I didn't appreciate you actually know of this happening.
I think a bit like Mary Latham always says that every tenant is a P45 away from being an LHA tenant; that this situation should concentrate LL minds to take out RGI if at al possible on existing or soon to be tenants of their's.
Every LL with an LHA tenant is at risk of bankruptcy if they don't have resources to cover those mortgage payments.
£99.00 is pretty cheap for the cover you can obtain.
I am a classic example of learning from my mistake and consequently am NOT facing bankruptcy as I have a RGI policy which has paid out £10000 so far on my wrongun tenant.
I thank whoever that I took out the RGI policy otherwise I could be facing the situation of the LL you have mentioned.
Perhaps an article from you concerning all the latest ways a LL may protect themselves from non-rent paying tenants.
There are quite a few products out there and I am sure LL would like to see a critique of all the relevant products to assist them tyo make a possible purchasing decision.
To think that UC will hand vast amounts of money to these LHA tenants just doesn't bear thinking about.
All those formerly direct payment receiving LL of LHA could face the issues of the LL you have mentioned.
Not a pleasant thought!!

by

19:49 PM, 1st February 2013, About 9 years ago

Sounds like a nasty, vindictive, greedy and lazy attack on individuals. Criminalising is unlikely to be a deterrent, to non-payment and will just result in more people with criminal records. And huge public expense on handling these new criminal prosecutions.

I suspect your real motivation is simply to move a business cost (managing non-payment) from yourself to the taxpayer.

If landlords don't want to rent to under 35's on benefits, it is simply because the return does not match the risk. There is a perfectly reasonable and sensible mechanism for addressing this problem, and requires no change in law. Landlords simply need to let the authorities know what premium it would take for them to rent to under 35's on benefits. Job Done.

As a landlord your prying into a tenants business extends only to compliance with contract - and so risk associated with non-compliance.
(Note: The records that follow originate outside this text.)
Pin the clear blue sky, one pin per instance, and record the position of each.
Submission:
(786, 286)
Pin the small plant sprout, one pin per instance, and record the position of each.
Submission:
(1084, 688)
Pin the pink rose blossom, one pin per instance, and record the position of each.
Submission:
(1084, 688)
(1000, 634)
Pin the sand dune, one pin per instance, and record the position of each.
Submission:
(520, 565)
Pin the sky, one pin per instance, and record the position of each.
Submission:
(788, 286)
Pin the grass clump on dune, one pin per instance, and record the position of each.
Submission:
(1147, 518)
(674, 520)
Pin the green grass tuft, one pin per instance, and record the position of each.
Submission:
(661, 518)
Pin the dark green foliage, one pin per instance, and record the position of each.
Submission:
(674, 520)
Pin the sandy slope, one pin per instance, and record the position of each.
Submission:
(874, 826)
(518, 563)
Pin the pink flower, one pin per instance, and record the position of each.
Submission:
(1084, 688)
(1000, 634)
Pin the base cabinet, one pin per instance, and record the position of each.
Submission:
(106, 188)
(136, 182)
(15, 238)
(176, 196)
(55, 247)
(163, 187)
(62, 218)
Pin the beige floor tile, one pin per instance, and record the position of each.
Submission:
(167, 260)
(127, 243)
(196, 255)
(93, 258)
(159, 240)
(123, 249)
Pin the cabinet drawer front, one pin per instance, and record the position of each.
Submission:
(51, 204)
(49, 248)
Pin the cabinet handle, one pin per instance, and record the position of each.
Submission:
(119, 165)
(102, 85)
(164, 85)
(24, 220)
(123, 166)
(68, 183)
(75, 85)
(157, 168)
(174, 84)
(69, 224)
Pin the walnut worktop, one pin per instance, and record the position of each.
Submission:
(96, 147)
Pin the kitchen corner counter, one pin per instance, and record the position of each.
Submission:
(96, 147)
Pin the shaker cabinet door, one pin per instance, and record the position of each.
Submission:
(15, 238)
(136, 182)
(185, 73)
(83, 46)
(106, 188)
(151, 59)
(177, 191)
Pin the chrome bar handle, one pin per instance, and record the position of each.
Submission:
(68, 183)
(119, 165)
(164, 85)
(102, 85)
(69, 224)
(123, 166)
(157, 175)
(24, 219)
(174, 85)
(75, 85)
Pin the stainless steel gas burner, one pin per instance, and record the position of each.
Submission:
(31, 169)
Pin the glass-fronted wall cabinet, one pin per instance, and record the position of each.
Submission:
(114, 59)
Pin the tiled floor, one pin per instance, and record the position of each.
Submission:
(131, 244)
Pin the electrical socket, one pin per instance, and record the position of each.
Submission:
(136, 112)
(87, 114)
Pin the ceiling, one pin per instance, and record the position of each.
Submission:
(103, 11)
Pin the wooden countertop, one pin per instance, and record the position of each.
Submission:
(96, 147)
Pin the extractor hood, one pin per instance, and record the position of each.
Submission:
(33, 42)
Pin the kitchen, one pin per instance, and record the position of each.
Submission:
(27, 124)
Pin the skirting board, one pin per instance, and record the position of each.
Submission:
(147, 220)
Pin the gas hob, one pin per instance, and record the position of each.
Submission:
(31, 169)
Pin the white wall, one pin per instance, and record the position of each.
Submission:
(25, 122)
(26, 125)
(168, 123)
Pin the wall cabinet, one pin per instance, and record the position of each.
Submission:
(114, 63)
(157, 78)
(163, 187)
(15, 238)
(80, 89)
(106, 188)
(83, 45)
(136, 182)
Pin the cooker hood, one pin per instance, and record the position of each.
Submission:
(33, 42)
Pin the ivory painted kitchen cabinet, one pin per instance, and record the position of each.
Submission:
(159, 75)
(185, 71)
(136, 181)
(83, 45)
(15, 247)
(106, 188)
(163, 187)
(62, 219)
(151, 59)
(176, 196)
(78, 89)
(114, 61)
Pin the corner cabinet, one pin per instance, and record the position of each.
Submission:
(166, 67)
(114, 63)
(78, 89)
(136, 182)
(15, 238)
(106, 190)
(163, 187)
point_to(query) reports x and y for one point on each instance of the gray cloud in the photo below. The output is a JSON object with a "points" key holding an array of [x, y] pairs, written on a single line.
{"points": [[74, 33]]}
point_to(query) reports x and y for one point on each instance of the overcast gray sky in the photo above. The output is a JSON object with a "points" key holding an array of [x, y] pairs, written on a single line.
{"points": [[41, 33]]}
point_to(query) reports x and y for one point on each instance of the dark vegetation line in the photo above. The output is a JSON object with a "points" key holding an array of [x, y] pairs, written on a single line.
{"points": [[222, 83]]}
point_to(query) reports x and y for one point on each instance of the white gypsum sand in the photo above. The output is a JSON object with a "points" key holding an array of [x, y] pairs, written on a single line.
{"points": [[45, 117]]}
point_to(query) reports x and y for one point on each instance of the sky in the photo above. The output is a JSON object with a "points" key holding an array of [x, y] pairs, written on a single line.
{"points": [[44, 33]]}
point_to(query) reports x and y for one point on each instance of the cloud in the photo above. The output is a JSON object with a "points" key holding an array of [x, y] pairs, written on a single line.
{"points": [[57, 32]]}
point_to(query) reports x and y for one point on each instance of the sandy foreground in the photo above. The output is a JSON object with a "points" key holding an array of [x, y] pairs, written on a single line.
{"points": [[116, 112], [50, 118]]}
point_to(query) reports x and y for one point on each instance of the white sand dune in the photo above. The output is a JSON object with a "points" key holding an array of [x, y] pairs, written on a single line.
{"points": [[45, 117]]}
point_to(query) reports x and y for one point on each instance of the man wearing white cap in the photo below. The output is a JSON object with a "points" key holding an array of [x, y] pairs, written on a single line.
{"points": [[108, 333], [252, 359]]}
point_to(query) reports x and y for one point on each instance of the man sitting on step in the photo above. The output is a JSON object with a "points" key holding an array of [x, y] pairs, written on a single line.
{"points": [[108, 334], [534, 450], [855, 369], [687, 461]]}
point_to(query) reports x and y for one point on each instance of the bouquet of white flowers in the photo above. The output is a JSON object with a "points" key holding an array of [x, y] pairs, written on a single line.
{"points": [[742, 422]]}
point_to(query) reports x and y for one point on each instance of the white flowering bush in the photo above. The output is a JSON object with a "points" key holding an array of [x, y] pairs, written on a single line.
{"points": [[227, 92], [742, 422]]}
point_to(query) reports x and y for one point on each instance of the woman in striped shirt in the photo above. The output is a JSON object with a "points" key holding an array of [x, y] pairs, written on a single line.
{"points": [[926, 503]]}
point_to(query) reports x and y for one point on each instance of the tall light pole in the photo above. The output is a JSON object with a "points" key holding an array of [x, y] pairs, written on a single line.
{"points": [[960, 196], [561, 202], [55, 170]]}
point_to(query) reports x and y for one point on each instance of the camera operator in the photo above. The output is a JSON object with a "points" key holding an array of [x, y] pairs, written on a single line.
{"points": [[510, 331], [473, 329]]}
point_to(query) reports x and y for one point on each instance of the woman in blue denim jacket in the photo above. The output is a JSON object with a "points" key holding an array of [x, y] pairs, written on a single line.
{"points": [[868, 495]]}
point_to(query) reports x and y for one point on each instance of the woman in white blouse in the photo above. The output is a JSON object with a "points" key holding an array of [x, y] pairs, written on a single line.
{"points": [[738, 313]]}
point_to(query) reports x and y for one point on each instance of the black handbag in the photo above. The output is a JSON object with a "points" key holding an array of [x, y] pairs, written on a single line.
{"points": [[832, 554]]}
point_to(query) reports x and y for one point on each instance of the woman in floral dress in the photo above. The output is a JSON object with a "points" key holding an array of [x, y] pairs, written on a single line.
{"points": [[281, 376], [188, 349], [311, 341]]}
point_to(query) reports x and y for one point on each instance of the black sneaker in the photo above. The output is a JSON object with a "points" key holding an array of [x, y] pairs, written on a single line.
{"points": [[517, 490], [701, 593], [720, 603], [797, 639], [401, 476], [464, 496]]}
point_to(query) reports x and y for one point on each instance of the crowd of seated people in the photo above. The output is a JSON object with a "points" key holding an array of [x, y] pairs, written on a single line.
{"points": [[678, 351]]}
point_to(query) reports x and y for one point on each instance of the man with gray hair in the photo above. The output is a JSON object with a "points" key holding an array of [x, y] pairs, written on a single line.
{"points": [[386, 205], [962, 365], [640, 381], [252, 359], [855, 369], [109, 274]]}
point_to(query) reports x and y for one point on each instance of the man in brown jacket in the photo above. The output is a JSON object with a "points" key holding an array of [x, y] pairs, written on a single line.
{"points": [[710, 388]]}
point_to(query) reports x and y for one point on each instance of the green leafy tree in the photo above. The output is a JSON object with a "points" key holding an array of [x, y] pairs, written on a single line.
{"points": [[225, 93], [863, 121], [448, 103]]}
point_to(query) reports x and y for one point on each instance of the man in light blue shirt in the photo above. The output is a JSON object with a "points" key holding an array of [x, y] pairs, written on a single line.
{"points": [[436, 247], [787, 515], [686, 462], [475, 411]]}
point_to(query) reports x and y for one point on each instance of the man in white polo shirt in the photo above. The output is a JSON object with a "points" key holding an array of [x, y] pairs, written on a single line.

For pretty obvious reasons housing/renting gets special treatment in law - if you don't like it, invest in something else, and sell your properties for others who can make it work.

by john handley

13:36 PM, 3rd October 2013, About 8 years ago

I have got a tennant living in my house he has not payed any rent for 6 mounts and i can not get him out . He has beeten me up and is now on leagel aid and is suing me for harasment i am going bankrupt
we are up in court on 15th of November and i have no one to talk to and am going out of my mind i am 66 years old There should be a law to protect landlords but we are looked on as leaches if and when he leaves he can go and do this to some one elece and get away free There should be a law where he can go to prison for theft the same way as if he robed
any one elece
when we go to court the judge will say [ in the intresst of justist we will have to have a proper court case and that will take another 6 mounts to get a court date ] where is the Justis for me John Handley

by Mark Alexander

13:41 PM, 3rd October 2013, About 8 years ago

Reply to the comment left by "john handley" at "03/10/2013 - 13:36":

Hi John

You really need to talk to Landlord Action - see >>> http://www.property118.com/tenant-eviction/39099/
.

by Kirsty McGregor

11:38 AM, 4th October 2013, About 8 years ago

Oh heavens John, I hope you sort this out! Did you speak to Landlord Action?